The story of the automaker that would be shipbuilder
Anhui-based Chery Auto has always been a special case in the panorama of China’s automotive industry.
The country’s number 9 automaker (selling over 1.2 million vehicles in 2022), that has gone through a bumpy ride recently (with several changes of shareholders before coming back in the orbit of the SASAC [State-owned Assets Supervision and Administration Commission] of its home-town Wuhu), was a pioneer as far back as 2003.
A pioneer turned wrong ?
It produced then its legendary « QQ », the first nationally designed modern car – although designers of its quasi-twin GM-Daewoo Matiz strongly contested this qualification at the time.
More recently, it has been among the early players in the development of EVs (Electric Vehicles), accounting for 22% of its sales last year, and ranking it number 6 among Chinese actors on that dynamic field.
Nevertheless, when Chery acquired Wuhu Shipyard Co in 2007, its innovative policy was considered with some circumspection – to say the least.

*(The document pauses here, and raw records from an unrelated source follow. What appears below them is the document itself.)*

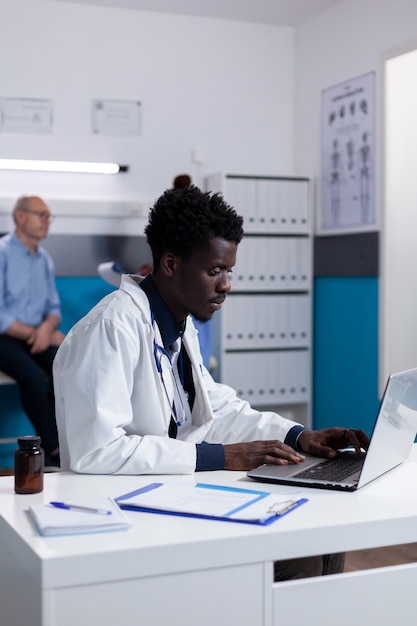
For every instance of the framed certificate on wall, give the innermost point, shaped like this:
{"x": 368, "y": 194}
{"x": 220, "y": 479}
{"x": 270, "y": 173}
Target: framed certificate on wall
{"x": 348, "y": 157}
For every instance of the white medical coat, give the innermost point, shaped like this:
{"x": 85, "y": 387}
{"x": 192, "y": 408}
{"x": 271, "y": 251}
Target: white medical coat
{"x": 113, "y": 410}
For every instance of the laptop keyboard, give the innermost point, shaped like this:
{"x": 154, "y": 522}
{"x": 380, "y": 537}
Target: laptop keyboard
{"x": 334, "y": 469}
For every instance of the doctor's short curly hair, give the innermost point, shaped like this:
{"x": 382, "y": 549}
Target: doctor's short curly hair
{"x": 184, "y": 220}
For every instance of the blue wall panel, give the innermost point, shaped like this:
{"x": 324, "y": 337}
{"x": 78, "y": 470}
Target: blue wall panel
{"x": 345, "y": 365}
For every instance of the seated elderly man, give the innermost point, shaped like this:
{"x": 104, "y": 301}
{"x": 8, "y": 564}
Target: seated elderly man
{"x": 29, "y": 317}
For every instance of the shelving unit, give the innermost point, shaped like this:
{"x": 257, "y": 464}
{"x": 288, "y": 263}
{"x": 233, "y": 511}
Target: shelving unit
{"x": 265, "y": 325}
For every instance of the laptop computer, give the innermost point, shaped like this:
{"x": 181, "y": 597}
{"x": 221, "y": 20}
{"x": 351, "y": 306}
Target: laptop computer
{"x": 392, "y": 437}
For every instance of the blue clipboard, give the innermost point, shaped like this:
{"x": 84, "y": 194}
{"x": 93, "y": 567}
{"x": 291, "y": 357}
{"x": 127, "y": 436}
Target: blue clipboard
{"x": 122, "y": 501}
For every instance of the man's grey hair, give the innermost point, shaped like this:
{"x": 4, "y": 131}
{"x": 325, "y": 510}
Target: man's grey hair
{"x": 21, "y": 204}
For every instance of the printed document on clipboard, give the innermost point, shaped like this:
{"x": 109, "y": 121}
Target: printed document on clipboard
{"x": 211, "y": 502}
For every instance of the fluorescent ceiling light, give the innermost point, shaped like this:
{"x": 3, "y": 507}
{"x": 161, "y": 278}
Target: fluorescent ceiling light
{"x": 77, "y": 167}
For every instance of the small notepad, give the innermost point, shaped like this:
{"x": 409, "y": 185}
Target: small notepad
{"x": 51, "y": 521}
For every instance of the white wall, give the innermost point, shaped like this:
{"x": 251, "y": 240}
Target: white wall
{"x": 355, "y": 37}
{"x": 222, "y": 87}
{"x": 351, "y": 38}
{"x": 399, "y": 298}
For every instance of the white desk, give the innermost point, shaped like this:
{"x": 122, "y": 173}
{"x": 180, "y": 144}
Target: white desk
{"x": 183, "y": 571}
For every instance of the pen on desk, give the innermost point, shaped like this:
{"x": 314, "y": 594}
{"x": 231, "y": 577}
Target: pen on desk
{"x": 77, "y": 507}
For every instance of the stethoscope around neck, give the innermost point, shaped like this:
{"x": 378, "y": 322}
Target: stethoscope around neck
{"x": 159, "y": 352}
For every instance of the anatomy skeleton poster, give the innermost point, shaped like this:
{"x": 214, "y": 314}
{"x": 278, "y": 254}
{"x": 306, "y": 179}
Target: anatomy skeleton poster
{"x": 348, "y": 156}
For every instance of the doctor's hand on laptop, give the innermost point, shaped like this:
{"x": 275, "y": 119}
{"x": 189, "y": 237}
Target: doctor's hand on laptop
{"x": 324, "y": 443}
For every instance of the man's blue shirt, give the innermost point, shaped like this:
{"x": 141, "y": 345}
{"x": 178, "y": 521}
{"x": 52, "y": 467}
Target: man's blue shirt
{"x": 27, "y": 284}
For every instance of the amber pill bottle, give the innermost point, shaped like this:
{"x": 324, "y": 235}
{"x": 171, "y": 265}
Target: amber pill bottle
{"x": 28, "y": 465}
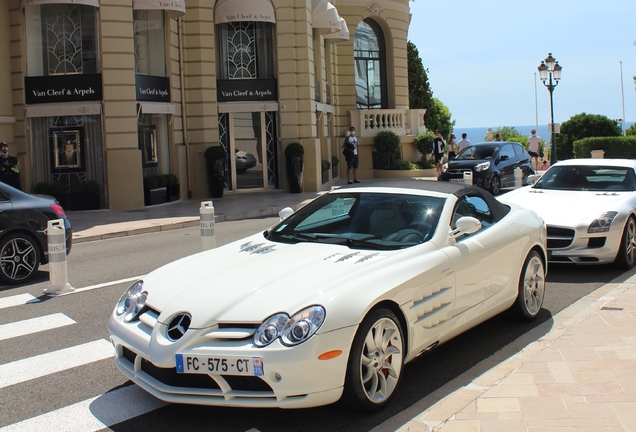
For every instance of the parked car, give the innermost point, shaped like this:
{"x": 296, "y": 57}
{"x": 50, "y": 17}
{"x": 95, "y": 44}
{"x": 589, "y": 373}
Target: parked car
{"x": 589, "y": 206}
{"x": 244, "y": 161}
{"x": 23, "y": 239}
{"x": 331, "y": 302}
{"x": 491, "y": 163}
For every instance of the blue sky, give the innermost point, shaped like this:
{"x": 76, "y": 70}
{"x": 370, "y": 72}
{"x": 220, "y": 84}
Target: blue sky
{"x": 482, "y": 55}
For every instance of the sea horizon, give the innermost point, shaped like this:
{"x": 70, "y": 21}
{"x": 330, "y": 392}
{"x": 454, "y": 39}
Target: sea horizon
{"x": 477, "y": 134}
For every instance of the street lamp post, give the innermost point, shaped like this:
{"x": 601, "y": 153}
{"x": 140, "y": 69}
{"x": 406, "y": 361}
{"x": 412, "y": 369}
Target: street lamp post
{"x": 550, "y": 74}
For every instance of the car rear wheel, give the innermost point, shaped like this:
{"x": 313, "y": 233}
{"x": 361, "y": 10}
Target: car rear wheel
{"x": 19, "y": 258}
{"x": 626, "y": 257}
{"x": 375, "y": 362}
{"x": 495, "y": 185}
{"x": 531, "y": 288}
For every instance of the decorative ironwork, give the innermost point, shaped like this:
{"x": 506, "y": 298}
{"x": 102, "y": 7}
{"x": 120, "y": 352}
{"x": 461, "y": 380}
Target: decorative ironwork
{"x": 271, "y": 149}
{"x": 241, "y": 50}
{"x": 63, "y": 30}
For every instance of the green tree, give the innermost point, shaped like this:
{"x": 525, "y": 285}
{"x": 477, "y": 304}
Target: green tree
{"x": 420, "y": 94}
{"x": 441, "y": 119}
{"x": 583, "y": 126}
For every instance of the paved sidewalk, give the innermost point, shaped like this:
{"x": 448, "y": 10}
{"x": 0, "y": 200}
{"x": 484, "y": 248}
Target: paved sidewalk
{"x": 580, "y": 376}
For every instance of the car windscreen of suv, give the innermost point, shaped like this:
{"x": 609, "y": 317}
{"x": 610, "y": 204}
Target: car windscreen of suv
{"x": 380, "y": 221}
{"x": 588, "y": 178}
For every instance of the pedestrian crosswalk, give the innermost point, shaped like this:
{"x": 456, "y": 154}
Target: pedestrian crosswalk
{"x": 93, "y": 414}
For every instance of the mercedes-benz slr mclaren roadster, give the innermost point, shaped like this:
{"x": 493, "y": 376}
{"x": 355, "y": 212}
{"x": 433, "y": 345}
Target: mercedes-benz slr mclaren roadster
{"x": 331, "y": 302}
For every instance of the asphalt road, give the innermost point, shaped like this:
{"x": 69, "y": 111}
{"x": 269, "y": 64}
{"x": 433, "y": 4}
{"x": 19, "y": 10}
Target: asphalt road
{"x": 91, "y": 264}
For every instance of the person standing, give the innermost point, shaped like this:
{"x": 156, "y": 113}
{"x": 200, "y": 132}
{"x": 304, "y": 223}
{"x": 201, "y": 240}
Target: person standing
{"x": 533, "y": 148}
{"x": 350, "y": 151}
{"x": 463, "y": 143}
{"x": 452, "y": 149}
{"x": 438, "y": 152}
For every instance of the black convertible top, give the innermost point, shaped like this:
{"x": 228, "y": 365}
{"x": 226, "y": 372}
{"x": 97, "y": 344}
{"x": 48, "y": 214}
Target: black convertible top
{"x": 499, "y": 210}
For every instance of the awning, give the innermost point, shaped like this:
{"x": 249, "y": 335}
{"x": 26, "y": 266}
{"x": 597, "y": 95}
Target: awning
{"x": 324, "y": 17}
{"x": 175, "y": 8}
{"x": 25, "y": 3}
{"x": 157, "y": 108}
{"x": 243, "y": 10}
{"x": 64, "y": 109}
{"x": 343, "y": 34}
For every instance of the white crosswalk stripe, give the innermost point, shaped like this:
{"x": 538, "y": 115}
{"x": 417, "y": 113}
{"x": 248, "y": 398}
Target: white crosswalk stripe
{"x": 56, "y": 361}
{"x": 92, "y": 414}
{"x": 17, "y": 300}
{"x": 34, "y": 325}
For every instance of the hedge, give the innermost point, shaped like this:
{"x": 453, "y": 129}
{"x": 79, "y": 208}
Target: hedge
{"x": 623, "y": 147}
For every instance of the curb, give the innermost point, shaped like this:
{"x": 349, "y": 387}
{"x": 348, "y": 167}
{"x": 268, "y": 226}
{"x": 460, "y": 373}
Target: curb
{"x": 435, "y": 410}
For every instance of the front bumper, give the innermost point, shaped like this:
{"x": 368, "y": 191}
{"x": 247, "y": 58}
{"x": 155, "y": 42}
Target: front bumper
{"x": 293, "y": 377}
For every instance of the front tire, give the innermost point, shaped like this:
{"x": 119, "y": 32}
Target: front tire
{"x": 375, "y": 362}
{"x": 626, "y": 257}
{"x": 19, "y": 259}
{"x": 531, "y": 288}
{"x": 495, "y": 185}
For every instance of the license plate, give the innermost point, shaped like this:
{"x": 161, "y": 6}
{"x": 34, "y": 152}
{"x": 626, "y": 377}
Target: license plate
{"x": 252, "y": 366}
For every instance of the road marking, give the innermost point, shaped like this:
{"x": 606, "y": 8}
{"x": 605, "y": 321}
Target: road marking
{"x": 93, "y": 414}
{"x": 56, "y": 361}
{"x": 17, "y": 300}
{"x": 34, "y": 325}
{"x": 102, "y": 285}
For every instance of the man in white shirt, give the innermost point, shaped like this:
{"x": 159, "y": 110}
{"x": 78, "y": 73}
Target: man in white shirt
{"x": 533, "y": 148}
{"x": 463, "y": 143}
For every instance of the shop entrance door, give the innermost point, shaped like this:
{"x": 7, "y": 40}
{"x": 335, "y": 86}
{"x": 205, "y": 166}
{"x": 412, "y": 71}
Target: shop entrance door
{"x": 249, "y": 139}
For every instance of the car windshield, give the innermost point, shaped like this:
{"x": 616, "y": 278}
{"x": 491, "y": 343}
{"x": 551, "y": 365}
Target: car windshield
{"x": 379, "y": 221}
{"x": 478, "y": 152}
{"x": 588, "y": 178}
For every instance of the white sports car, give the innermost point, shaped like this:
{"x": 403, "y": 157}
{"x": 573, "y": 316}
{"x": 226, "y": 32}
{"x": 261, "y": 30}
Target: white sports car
{"x": 589, "y": 206}
{"x": 331, "y": 302}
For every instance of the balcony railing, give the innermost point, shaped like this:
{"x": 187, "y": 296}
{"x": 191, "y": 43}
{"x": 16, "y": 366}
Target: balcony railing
{"x": 401, "y": 121}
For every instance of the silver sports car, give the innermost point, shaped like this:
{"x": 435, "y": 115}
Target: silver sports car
{"x": 589, "y": 206}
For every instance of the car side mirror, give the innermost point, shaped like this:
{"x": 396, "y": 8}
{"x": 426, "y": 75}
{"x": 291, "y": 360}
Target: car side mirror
{"x": 286, "y": 212}
{"x": 465, "y": 225}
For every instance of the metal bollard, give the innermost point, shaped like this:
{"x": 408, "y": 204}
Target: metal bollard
{"x": 58, "y": 272}
{"x": 518, "y": 178}
{"x": 468, "y": 177}
{"x": 208, "y": 239}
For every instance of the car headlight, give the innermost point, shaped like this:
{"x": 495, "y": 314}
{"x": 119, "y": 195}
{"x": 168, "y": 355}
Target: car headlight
{"x": 292, "y": 331}
{"x": 482, "y": 166}
{"x": 132, "y": 302}
{"x": 602, "y": 223}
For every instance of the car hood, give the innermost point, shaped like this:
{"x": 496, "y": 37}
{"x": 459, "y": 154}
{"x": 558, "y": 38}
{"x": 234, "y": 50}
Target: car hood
{"x": 249, "y": 280}
{"x": 560, "y": 205}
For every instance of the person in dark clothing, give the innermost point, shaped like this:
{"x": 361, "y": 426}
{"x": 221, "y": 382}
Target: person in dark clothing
{"x": 9, "y": 173}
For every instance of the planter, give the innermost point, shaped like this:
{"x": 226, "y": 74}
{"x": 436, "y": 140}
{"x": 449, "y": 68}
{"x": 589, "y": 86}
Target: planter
{"x": 155, "y": 196}
{"x": 85, "y": 201}
{"x": 216, "y": 177}
{"x": 295, "y": 173}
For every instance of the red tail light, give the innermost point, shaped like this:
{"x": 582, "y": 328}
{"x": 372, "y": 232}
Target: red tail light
{"x": 58, "y": 210}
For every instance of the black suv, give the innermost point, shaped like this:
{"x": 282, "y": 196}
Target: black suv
{"x": 492, "y": 164}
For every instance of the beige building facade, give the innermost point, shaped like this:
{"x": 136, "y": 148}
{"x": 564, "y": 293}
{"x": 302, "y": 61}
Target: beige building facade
{"x": 122, "y": 93}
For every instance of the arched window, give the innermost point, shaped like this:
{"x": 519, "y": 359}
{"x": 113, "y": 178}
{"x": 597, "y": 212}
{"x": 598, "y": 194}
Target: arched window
{"x": 370, "y": 66}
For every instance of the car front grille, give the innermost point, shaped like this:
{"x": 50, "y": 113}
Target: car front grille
{"x": 172, "y": 378}
{"x": 559, "y": 238}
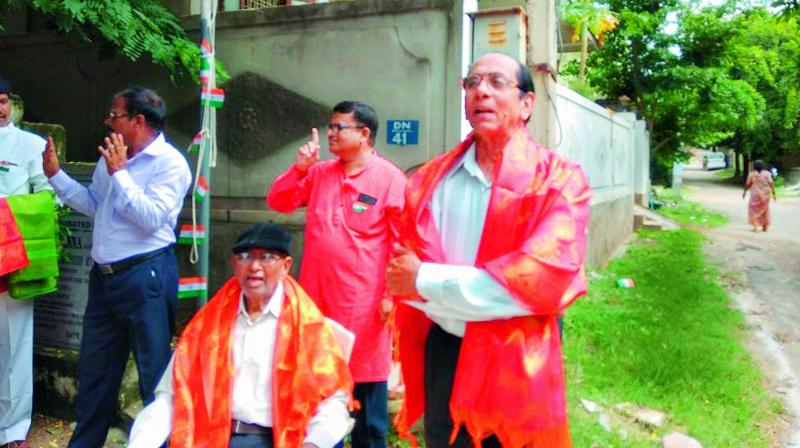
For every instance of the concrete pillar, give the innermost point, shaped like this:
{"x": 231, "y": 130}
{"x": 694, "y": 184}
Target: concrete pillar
{"x": 542, "y": 60}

The fact a money-earning automaker would buy from giant CSSC (China State Shipbuilding Corp.) a struggling small tankers and bulk carriers builder, was considered as nothing more than a local arrangement for keeping the latter afloat.
Sixteen years on
Sixteen years on, the promoters of Chery’s shipbuilding diversification may have their revenge.
Beginning of this year, Wuhu Shipyard has served as the vehicle for acquiring the assets of Sanjin Shipbuilding Industry Co in Weihai (Shandong). And this time, the rationale is clear for any observer.
The shipyard established in 2000 by South Korea’s Samjin Shipbuilding has been in a difficult situation recently ; but it has knowledge (although dating) on PCTC (Pure Car and Truck Carriers) building.
And those vessels, dedicated to out-of-the-factory vehicles transport, have become the focus of China’s auto manufacturers attention since last year.
Preparing an export offensive based on their strong positioning on EVs, major Chinese automakers (including SAIC Motor, GAC [Guangzhou Auto Corp.] and BYD) have been, directly or through joint-ventures with shipping specialists, feeding the order-books of domestic shipyards dominating the global PCTC segment.
The Weihai acquisition could – pending confirmation of the shipyard’s capacity – prevent Chery from the escalating waiting times for ships delivery linked to that situation. And internalize benefits of building tools for its own use (with an order for three ships, able to carry 7,000 cars each, mentioned as following the acquisition) or for third parties.
Strategy in an evolving environment
Seeing foresight in the original Chery acquisition of Wuhu Shipyard would certainly be totally wrong – the local arrangement was the real motivation at the time.
But strategy is set in an evolving environment. And the odd acquisition of 2007 may transform in a valuable asset, as China’s automakers are preparing the Armada that will carry their global ambitions over the years to come, and Chery may build its own.